The computer needs the subnet mask to differentiate between the two parts. It needs to know where the network part (network ID) ends, and where the numbers for the computers, or hosts, begins.

so if you have this:

192.168.1.120
255.255.255.0

well the computer will break this down to binary, which looks like this:

11000000.10101000.00000001.01111000
11111111.11111111.11111111.00000000

The 1's in the subnet mask mean this is network portion, the 0's mean this is hosts portion. Now the computer knows that all the bits in the first 3 sections (octects) of the IP address are identifying the network ID. the last section, which is 120 in this case, is identifying this computer or host.

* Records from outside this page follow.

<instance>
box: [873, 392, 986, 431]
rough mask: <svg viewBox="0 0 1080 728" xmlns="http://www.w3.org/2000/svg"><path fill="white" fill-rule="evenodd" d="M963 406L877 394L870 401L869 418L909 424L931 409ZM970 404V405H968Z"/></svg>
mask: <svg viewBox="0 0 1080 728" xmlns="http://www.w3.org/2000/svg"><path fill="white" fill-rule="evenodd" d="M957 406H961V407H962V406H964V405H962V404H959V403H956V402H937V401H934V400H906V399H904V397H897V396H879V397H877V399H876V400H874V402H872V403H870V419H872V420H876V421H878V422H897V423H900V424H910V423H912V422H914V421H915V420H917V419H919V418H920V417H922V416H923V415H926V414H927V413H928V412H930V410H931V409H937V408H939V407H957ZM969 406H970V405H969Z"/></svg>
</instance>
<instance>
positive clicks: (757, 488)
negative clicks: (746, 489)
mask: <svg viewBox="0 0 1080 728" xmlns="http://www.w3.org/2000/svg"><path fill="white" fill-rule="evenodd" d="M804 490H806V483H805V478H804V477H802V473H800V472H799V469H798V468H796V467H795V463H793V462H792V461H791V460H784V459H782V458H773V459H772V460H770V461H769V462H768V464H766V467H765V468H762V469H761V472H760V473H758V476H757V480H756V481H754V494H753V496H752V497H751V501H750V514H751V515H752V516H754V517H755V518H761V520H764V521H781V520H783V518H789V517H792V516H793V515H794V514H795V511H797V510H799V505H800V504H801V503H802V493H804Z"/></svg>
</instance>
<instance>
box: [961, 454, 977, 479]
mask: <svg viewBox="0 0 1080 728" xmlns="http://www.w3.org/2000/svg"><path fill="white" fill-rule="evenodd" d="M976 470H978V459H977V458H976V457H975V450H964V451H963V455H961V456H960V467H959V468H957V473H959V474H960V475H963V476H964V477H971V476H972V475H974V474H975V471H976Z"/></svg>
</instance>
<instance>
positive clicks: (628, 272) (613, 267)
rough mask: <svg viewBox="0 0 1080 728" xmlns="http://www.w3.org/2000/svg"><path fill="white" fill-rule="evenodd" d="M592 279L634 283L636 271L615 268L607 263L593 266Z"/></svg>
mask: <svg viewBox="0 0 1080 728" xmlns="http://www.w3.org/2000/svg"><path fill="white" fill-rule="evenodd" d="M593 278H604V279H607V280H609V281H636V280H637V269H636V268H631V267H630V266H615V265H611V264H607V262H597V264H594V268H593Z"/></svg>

If the subnet masks were not the same for all computers on a local network, they wouldn't be able to communicate, because they would all have different information, and they'd think they were all on other networks.

Another example:

172.16.0.120
255.255.0.0

in binary:
10101100.10101100.00000000.01111000
11111111.11111111.00000000.00000000

now in this case, the network portion is the first 2 octets. (172.16)
any any numbers in the last two octets could be other hosts on that network. So,

172.16.0.100
172.16.20.100

both of those could be other computers (or hosts) on this network. The computer knows this by the subnet mask.

I hope that makes a little sense. It's a confusing subject. I could go into more detail of how you can use the mask to "save" ip addresses, and how the binary conversion works.